Congressional Republicans and the White House reached agreement last night on foreign aid spending, according to GOP aides, even as Republican leaders sought to capitalize on public resentment toward overseas assistance.

After what some Democrats described as a disastrous bargaining session late Wednesday, aides said the two sides exchanged offers that produced a deal including the full $1.8 billion the administration sought to implement the Wye River Middle East peace accord and $799 million more for Kosovo, international debt relief, the Export-Import Bank and a handful of other overseas priorities.

While the two sides did not resolve a dispute that is holding up payment of nearly $1 billion in back dues to the United Nations, last night's breakthrough on foreign aid greatly enhanced prospects for a final budget deal in the coming week.

"We're pleased we were able to make the regular order work," said John Feehery, spokesman for House Speaker J. Dennis Hastert (R-Ill.). "Getting this bill done is a good first step."

Office of Management and Budget spokeswoman Linda Ricci cautioned, "In principle we've reached an agreement on funding levels, but there are still a number of issues that are outstanding."

House Appropriations Committee Chairman C.W. Bill Young (R-Fla.) said he reluctantly accepted the White House's latest offer and planned to offer it for a House vote today: "If I were in complete charge of this place, I would not do a lot of these things in this agreement."

The House and Senate, meanwhile, approved another continuing resolution to keep the government operating through Nov. 10, and President Clinton was expected to sign it.

Although the roughly $14 billion of total foreign aid for the new fiscal year is less than 1 percent of the overall $1.7 trillion annual budget, Republicans complained that there was too much of it and charged yesterday that Clinton was advocating increases at the expense of domestic programs, including Social Security.

"The White House only wants . . . to give the taxpayers' money away to foreign aid and be damned what happens at home," declared Rep. Harold Rogers (R-Ky.), a senior member of the House Appropriations Committee.

House Majority Whip Tom DeLay (R-Tex.) has repeatedly questioned the wisdom of sending money overseas, saying in a news conference Wednesday that it was a "disgrace" to "rob the Social Security surplus to underwrite the national debt of Nepal."

Clinton and his aides have complained in the wake of the Senate's rejection of the nuclear test ban treaty and attacks on foreign aid proposals that the Republican Congress was becoming dangerously isolationist.

"I don't know that Republicans are right to think they'll get a lot of political mileage" out of the issue, said Robert Kagan of the Carnegie Endowment for International Peace. "Certainly some of their constituents will applaud them, but I don't know that it's a big winner with the public in general or a help in the presidential campaign."

The initial $12.7 billion foreign aid bill approved by Congress was one of four bills that Clinton has vetoed.
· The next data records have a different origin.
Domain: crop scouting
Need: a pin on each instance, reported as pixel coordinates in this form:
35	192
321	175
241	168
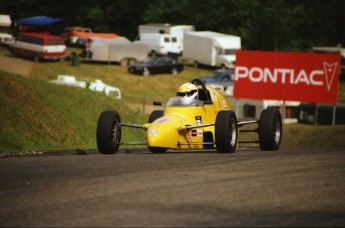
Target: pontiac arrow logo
329	72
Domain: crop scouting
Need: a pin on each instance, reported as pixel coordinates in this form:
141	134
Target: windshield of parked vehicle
150	59
179	102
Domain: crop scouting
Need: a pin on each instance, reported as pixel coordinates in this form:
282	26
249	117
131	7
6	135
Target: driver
188	93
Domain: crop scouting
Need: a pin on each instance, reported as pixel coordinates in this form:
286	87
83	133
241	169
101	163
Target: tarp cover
38	20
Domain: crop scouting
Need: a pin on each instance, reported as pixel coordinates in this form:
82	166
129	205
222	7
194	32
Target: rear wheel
36	58
226	133
124	62
270	129
108	132
132	61
146	72
13	52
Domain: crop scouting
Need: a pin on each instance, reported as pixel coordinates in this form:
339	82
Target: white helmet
188	93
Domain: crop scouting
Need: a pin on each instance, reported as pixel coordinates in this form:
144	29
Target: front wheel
108	132
226	132
270	129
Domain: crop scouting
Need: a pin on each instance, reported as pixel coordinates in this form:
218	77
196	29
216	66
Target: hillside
36	115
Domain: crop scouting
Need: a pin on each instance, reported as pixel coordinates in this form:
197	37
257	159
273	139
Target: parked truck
211	48
5	23
119	50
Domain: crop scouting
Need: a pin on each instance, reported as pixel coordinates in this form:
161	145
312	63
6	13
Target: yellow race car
198	117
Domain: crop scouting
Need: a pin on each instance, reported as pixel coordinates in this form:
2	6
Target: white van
160	43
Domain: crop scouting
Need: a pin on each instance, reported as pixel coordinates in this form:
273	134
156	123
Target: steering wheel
204	90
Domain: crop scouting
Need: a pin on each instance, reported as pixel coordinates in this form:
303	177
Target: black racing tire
13	52
124	62
146	72
108	133
132	61
226	132
155	115
270	129
196	64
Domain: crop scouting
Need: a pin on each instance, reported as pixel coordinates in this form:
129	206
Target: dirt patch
15	65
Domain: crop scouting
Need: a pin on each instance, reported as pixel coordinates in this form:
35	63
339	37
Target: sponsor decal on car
153	132
197	133
162	120
198	120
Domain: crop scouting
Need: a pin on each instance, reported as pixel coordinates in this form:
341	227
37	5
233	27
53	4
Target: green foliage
36	115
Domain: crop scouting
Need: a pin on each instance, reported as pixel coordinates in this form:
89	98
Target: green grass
36	115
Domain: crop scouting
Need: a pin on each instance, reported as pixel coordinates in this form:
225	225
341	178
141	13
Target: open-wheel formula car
208	122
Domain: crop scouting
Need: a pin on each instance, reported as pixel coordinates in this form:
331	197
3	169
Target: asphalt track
285	188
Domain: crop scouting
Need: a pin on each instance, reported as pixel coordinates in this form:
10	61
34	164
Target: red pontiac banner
289	76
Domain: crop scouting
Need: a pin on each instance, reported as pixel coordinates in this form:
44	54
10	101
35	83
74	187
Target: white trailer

His primary concern was that Republicans had denied his request for financial assistance to enable Israel and the Palestinians to carry out the peace agreement they reached in Maryland last year.

Even after House and Senate GOP leaders conceded full funding for the Wye River agreement this week, the White House complained that the bill still "dramatically underfunds" international debt relief, aid to Kosovo and other priorities. Republicans added money to a host of programs in response, according to aides, including $170 million for economic support funds; $150 million for international development assistance; $104 million for nuclear threat reduction in states that had belonged to the Soviet Union; $75 million for peacekeeping; and $90 million for debt relief, with the stipulation that it must be made on a bilateral basis.

Hastert, disputing Clinton's claim that the Republican Congress was isolationist and noting that Republicans were more supportive of free trade than Democrats, said, "For the president, foreign aid is the most important thing . . . [while] we focus on domestic things."